The team splits: safe delegator, product generalist, or all-in believer
Mike says GPT-5.5 feels like “getting into a Waymo” — safe, reliable, and great for tasks you need to delegate without babysitting, like building corporate training curriculum from piles of call notes. Kieran is more hesitant: he says Claude/Opus 4.7 still feels like the better generalist for product work, while GPT-5.5 is stronger in execution and detail but less coherent from a zoomed-out perspective.
Naveen’s 900-million-token stress test
Naveen is the stream’s strongest GPT-5.5 convert, saying older GPTs pushed him back to Claude for writing, support, and vibe coding, but 5.5 changed that. He demoed Dayline, a Raycast-like Mac and iOS to-do app he built from a screenshot in one giant thread — around 200 million tokens — while joking that pink eye gave him the perfect excuse to lie down and vibe code.
What GPT-5.5 is actually better at in long projects
Dan and Naveen keep circling the same character trait: GPT-5.5 is dogged.

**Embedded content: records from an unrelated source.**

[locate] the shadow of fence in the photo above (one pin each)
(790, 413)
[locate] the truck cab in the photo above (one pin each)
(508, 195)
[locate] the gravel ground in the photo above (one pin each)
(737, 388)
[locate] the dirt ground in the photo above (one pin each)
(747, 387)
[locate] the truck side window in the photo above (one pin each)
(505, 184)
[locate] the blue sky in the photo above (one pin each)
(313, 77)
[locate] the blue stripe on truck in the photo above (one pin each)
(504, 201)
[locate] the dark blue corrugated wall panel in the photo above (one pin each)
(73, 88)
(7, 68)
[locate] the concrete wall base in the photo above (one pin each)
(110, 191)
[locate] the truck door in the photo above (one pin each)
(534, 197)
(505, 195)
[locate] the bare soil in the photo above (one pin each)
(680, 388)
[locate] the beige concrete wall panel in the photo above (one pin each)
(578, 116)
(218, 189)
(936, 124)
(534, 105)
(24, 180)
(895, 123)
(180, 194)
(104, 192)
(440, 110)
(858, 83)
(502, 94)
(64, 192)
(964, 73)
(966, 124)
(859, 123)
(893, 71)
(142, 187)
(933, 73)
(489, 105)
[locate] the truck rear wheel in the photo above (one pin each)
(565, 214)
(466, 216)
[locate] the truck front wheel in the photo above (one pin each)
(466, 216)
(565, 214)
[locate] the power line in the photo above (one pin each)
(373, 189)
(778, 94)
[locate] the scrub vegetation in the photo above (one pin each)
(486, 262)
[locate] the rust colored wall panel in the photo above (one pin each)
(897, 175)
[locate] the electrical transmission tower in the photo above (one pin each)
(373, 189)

Where Opus can feel brilliant but restless — “okay, are you ready to wrap this up?” — GPT-5.5 keeps grinding through underspecified, multi-repo, multi-platform tasks like Monologue’s remote MCP support or massive codebase rewrites without losing the thread.

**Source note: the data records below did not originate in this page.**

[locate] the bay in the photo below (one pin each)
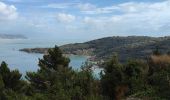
(24, 62)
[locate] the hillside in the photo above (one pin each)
(125, 47)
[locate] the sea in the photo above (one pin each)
(26, 62)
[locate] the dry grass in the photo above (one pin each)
(161, 59)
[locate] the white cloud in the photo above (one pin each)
(58, 5)
(7, 12)
(66, 18)
(134, 19)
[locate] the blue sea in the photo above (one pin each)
(24, 62)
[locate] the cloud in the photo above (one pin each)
(133, 18)
(7, 12)
(58, 5)
(66, 18)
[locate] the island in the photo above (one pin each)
(136, 47)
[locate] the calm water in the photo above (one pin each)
(9, 52)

Design is still messy, but the harness story got more interesting
Kieran’s tests show a nuanced picture: GPT-5.5 improved in typography, structure, and restraint, but can still produce visually weird UI decisions, especially compared with Opus 4.7. Then OpenAI’s team added a new angle: use the new image generation model to create the design first, then let GPT-5.5 in Codex implement it, effectively side-stepping some of the model’s weaker taste instincts.
OpenAI joins the stream and explains the bigger picture
Romain Huet and Dominic from OpenAI say GPT-5.5 plus Codex is already changing how teams work internally, including non-engineers using Slack, Notion, browser control, plugins, and artifacts to offload real tasks. They also confirm the API isn’t live yet because OpenAI is taking a cautious rollout, but say it should arrive “extremely soon,” hopefully within days.